After grace, we sat down to a plain but ample meal of fish and pigeon pie, with salads and sweetmeats. It was a subdued affair – not surprisingly, given that a kinsman had lost his life a few dozen yards from where we were sitting in the hall – and I had the chance to study our hosts.

William Shaw was a tall bearded man with prominent eyes, a feature inherited by his son Robert. The father had a quiet manner, apart from what was produced by the circumstances, I think. I noticed that he frequently glanced at the children’s tutor, Henry Gifford, who had joined us at table. The widowed sister to Elizabeth was called Muriel, but I did not catch her last name. She was not from the same mould as the rest of the family, being rather short and red-faced. More cheerful too. She seemed to be the only one familiar with the stage-play world and had once seen a performance of Master Shakespeare’s at the Globe. It was before my and Abel’s time in the company, however, and she could not have been very struck by the piece, for she remembered little about it apart from the violent killing of ‘that Roman’.
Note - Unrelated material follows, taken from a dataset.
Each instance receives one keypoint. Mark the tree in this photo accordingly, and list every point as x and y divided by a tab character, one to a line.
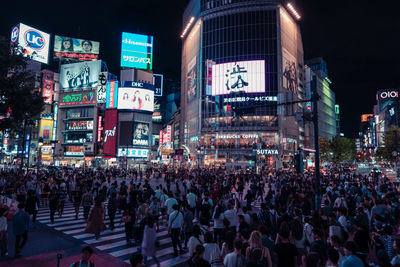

‘It is called Julius Caesar,’ said Abel.

‘That is the very one,’ said Muriel. ‘He was struck down as he was speaking before their parleyment. There was much blood spilled, and the assassins washed their hands in it afterwards.’

The word ‘parleyment’ reminded me of the obscure verse in the book hidden beneath our mattress.

‘The killing of a tyrant is permissible,’ mused Robert Shaw. ‘I refer to Julius Caesar, of course. Do you think-?’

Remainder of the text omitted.